I've rinsed out the gravel again (it's been soaking overnight, as has the wood and plants). I've rinsed out the tank and filter and am going to start cycling the tank again.

Does anyone have ideas about what happened and how to stop it from happening again?

GB


----------



## Kethlas (Jan 13, 2011)

Well...bettas are labyrinth fish, which, briefly, means that they have a organ that allows them to breath oxygen - air, like we do - directly, instead of using gills like most fish.

Seachem Flourish and Excel, while great for plants, adds CO2 to your water. It's possible your poor bettas found it hard to breath, and thus, suffocated. They say it's safe for fish when used as directed, but I'm not sure if they take consideration for labyrinth fish. They should be, but they may not.

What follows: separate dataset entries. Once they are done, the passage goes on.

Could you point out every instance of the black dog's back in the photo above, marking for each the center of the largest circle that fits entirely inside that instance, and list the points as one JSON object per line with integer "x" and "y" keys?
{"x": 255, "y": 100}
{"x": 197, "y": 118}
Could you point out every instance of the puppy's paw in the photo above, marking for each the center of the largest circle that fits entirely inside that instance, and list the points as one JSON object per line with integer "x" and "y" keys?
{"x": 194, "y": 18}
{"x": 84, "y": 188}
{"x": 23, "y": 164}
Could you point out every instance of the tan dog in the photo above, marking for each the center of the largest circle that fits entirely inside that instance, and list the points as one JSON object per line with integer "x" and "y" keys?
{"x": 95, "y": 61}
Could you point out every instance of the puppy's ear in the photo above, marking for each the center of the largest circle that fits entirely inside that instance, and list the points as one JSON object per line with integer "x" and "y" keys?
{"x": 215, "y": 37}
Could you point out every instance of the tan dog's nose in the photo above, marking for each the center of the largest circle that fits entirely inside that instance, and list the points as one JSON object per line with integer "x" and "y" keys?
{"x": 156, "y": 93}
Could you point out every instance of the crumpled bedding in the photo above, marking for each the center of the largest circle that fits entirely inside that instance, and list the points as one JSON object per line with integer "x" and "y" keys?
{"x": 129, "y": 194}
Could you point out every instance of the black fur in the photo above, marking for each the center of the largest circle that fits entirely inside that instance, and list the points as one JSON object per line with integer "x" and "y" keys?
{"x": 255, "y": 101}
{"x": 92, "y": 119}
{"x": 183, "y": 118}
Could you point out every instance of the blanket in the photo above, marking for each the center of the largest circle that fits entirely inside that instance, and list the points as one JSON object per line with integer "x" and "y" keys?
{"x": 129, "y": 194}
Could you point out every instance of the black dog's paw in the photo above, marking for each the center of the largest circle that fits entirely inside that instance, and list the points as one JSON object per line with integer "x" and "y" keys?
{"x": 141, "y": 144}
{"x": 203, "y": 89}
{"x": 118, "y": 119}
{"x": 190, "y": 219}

It's a quick answer based purely on first instinct, and there's a good chance it could be something else. I'm going to look around a bit more on Flourish & Excel before I say that's the definite cause.


----------



## Creat (Dec 6, 2010)

I use flourish and excel in all my planted betta tanks and never caused any problems I feel that the issue may lie with the tank not actually cycling I suggest getting a test kit and doing it again. Monitor your cycles adding fish might have produced more ammonia then the bacteria can convert.


----------



## Oldfishlady (Mar 1, 2010)

Sounds like a contaminated tank...fish shouldn't die that fast if they are healthy to start or it could be an acclimation issue and pH and/or nitrate shock..

Brand new tank..correct?
How did you cycle it and what are the water pram numbers-what kind of testing products are you using?

How did you clean everything and did you use anything to clean the tank and/or items in the tank
Check the expiration dates on the dechloranator
How did you acclimate the fish

Test your source water ammonia, nitrite, nitrate, pH-re-test the pH again in 24h from a fresh glass of water that has sat for 24h to get an accurate pH-it needs 24h to de-gas to get an accurate reading
Add the dechlorinater and test the water again and then test the tank water and compare all of these numbers and post

Before you add the next Betta....test these numbers and you will also want to test the pet shop water number so we can compare them with your source water-so you can acclimate the fish properly


----------



## gbose (Dec 2, 2010)

*Thanks, all!*

Thanks, all! Appreciate your suggestions..

Kethlas -- yes, my number 1 suspect is the Flourish & Excel. I've rinsed out my tank and won't be using those again....

Creat -- yes, I think I had a mini-cycle after adding fish & 2 RCS Shrimp. But the ammonia never even reached 0.25PPM; surely not poisonous so soon...? I added my second Betta after a 50% water change -- surely should have kept it OK for a few days...?

OFL -- yes, brand new tank, rinsed under tap water. Gravel, also under tap water. Cleaned only with water rinse and clean aquarium scrubber -- no soap or other cleansers... Water/cycle tests using liquid test kits from API and Tetra. De-chlorinator is Tetra Aquasafe, exp date 07/13. I tested my tank after water change but before adding second Betta. Ammonia 0, Nitrite 0, Nitrate < 12.5PPM. I understand the numbers could have crept up, but the fish died within _hours_. I suspect you may be right re: PH, etc. being different from shop source. But I've bought all my fish from the same shop (Fintastic) and had only 2 casualties before -- both bumblebee platies. 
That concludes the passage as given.